Illegal child placements expose councils to growing liability risks

A 370% rise in illegal child placements is exposing councils to escalating issues

Illegal child placements expose councils to growing liability risks

Professional Risks

By Bryony Garlick

Local authorities across England are increasingly placing vulnerable children in unregistered accommodation, including Airbnbs, caravans and canal barges, as shortages in registered care placements intensify.

A report by charity Commonweal Housing found placements in unregistered children's homes increased by 370% over five years. Hundreds of children, many of whom are at risk of violence, criminal or sexual exploitation, are currently living in such settings or have effectively been excluded from a care system that is unable to meet their needs.

Kella Bowers (pictured), head of insurance at Forbes Solicitors in the United Kingdom, described the situation as “a perfect storm”, warning it is creating major liability, safeguarding and governance exposures for councils already under severe pressure.

A system under pressure

“The local authority has a duty to place and find a placement for a child,” Bowers said. “That duty exists in an environment in which more and more children are coming into the care system with really complex trauma and behavioural issues, and there has been a long history of failing to invest in those placements.”

According to Bowers, shortages have become so severe that some children subject to deprivation of liberty orders are being placed significant distances from home because no suitable alternatives exist nearby.

The Children's Homes Association has warned that developing new registered care placements can take up to two years, with planning disputes, staffing shortages and a lack of registered managers slowing expansion.

Unregistered children's homes, sometimes referred to as UCHs, are technically illegal for children under 16. However, councils continue using them because the alternative can be leaving vulnerable children without accommodation altogether.

Emergency placements create particularly acute situations. “No director of a Children's Social Care service would ever pick to place a vulnerable child in a log cabin,” Bowers said, “but these things happen at midnight where there's an emergency placement required and there are no secure local options.”

The insurance implications

The illegality of a placement does not automatically void insurance cover, Bowers said, but it can significantly complicate claims that follow.

“The use of an illegal placement doesn't mean that a local authority's insurance policy wouldn't be triggered,” she said. “It's all about risk and damage.

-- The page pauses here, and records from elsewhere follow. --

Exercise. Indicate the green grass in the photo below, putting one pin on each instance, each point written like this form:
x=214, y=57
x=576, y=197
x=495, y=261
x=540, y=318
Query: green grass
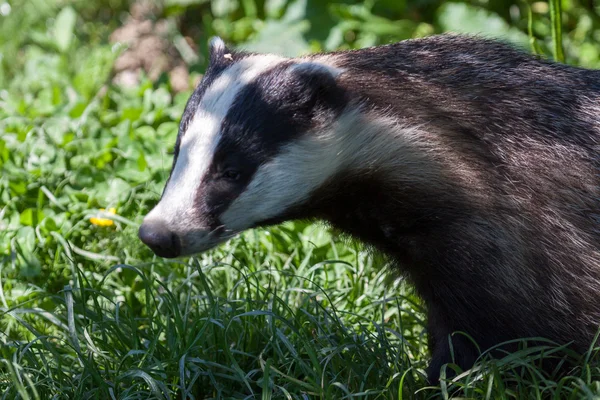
x=87, y=312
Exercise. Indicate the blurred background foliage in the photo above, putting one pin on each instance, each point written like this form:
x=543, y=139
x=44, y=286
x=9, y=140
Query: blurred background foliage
x=91, y=92
x=290, y=27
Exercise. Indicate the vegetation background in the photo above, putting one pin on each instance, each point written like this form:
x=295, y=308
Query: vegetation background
x=91, y=92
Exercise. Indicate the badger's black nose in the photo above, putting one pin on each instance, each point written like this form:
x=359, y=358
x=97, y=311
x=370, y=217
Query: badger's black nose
x=160, y=239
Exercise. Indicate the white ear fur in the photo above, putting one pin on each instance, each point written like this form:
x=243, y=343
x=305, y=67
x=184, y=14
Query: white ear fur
x=216, y=44
x=312, y=67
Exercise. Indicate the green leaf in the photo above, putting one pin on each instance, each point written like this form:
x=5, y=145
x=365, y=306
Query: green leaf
x=64, y=28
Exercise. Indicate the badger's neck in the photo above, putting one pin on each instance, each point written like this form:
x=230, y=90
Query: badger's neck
x=395, y=187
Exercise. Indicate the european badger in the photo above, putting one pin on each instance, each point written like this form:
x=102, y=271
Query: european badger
x=474, y=166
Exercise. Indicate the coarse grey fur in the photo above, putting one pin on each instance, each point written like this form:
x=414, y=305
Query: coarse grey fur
x=474, y=166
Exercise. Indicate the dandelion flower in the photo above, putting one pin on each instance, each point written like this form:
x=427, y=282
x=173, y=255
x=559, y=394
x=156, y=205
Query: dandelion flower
x=104, y=222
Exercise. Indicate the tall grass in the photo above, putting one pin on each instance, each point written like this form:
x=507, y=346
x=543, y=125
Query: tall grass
x=292, y=312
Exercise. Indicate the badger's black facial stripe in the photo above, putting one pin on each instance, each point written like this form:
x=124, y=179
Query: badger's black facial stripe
x=218, y=64
x=276, y=108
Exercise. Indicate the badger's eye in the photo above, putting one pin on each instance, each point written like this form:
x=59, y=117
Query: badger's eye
x=231, y=175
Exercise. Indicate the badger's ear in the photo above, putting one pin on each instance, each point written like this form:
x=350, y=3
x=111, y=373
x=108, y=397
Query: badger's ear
x=219, y=53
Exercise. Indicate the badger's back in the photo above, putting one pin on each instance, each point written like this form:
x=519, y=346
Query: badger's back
x=471, y=164
x=515, y=140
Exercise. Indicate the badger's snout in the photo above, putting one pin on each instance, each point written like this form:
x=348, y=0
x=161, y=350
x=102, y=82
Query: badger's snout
x=163, y=242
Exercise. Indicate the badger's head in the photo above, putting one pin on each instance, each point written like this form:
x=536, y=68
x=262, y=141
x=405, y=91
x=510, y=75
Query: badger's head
x=248, y=149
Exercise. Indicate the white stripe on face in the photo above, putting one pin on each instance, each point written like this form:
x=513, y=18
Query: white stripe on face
x=304, y=165
x=198, y=144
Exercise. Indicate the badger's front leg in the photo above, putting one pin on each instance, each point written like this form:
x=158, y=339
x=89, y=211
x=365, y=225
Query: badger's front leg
x=447, y=346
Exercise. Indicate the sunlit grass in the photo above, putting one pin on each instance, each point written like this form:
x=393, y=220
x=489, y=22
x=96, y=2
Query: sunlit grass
x=87, y=312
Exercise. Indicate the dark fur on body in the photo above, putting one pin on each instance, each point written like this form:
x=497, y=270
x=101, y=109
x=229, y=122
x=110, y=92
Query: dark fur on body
x=506, y=243
x=492, y=209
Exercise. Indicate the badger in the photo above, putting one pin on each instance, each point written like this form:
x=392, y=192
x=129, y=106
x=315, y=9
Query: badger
x=472, y=165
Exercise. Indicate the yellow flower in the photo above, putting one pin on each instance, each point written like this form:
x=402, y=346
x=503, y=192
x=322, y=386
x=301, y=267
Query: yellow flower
x=99, y=221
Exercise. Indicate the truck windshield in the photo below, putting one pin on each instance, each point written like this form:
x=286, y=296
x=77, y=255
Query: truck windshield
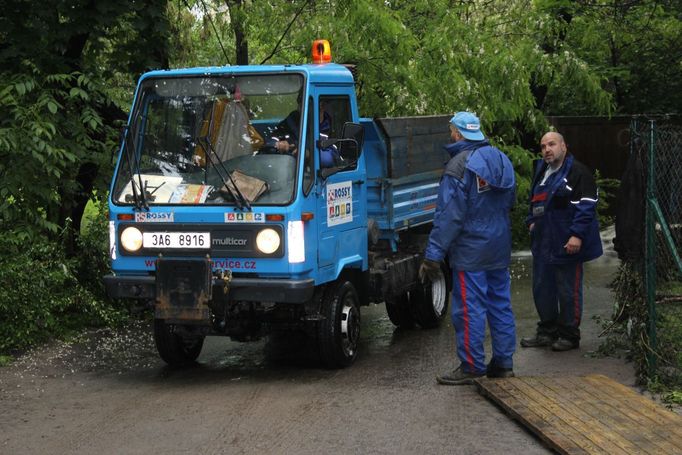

If a child in that placement injures themselves, or staff who weren't appropriately trained in physical restraint injure the child, or are injured by the child, then a claim would trigger the insurance policy in the same way.”

Bowers warned these are not low-value exposures. Cases involving repeated placement breakdowns and unreasonable social work practice can involve substantial counselling costs, lifelong care payments and secure placement funding, potentially running into millions of pounds.

Beyond physical injury, Bowers said psychological harm may also become a significant source of claims, particularly where children are placed far from home without regular contact or oversight. “There is potential for a child to bring a claim that it's psychologically damaged them because they've been transported long distances from their family, and they will believe that they've not been seen and that they've not been heard,” she said.

The risk of children going missing from unregistered placements creates another layer of exposure. Bowers warned absconding can lead to criminal exploitation, sexual exploitation and county lines involvement, potentially generating further claims against the placing authority.

Another important component of this problem, according to Bowers, is that local authority excess levels also vary significantly, with some councils carrying excesses as low as £50,000 while larger metropolitan authorities may absorb as much as the initial £1 million before insurers become involved.

“All that money is coming from taxpayer funds and budgets,” Bowers said, “so this is not an effective use of money, not least the fact that children are potentially damaged by the lack of availability.”

A recent ruling by Ms Justice Henke in the Family Division has created additional scrutiny around how unregistered placements are monitored and documented. The judgment outlined factors courts should consider when assessing whether placements are appropriate, including senior oversight and evidence of continued review.

Bowers warned that when children are placed over 100 miles away in a different local authority area, maintaining the level of oversight required by the ruling can be extremely difficult. Failing to do so, she said, "just adds another opportunity for the court to criticize the placement."

Specialist foster placements for children with highly complex needs remain extremely limited. Bowers described them as “like gold dust”, with many arrangements breaking down under pressure.

“There is nobody in this country who says that's not a problem,” Bowers said. “But the principle that the public will latch onto is that local authorities are doing this by choice when nothing could be further from the truth. It is done out of necessity and in order to comply with their statutory obligations to find a placement.”

Until investment in registered care placements keeps pace with the volume and complexity of children entering the care system, the liability risks and claims exposure facing local authorities are likely to continue rising.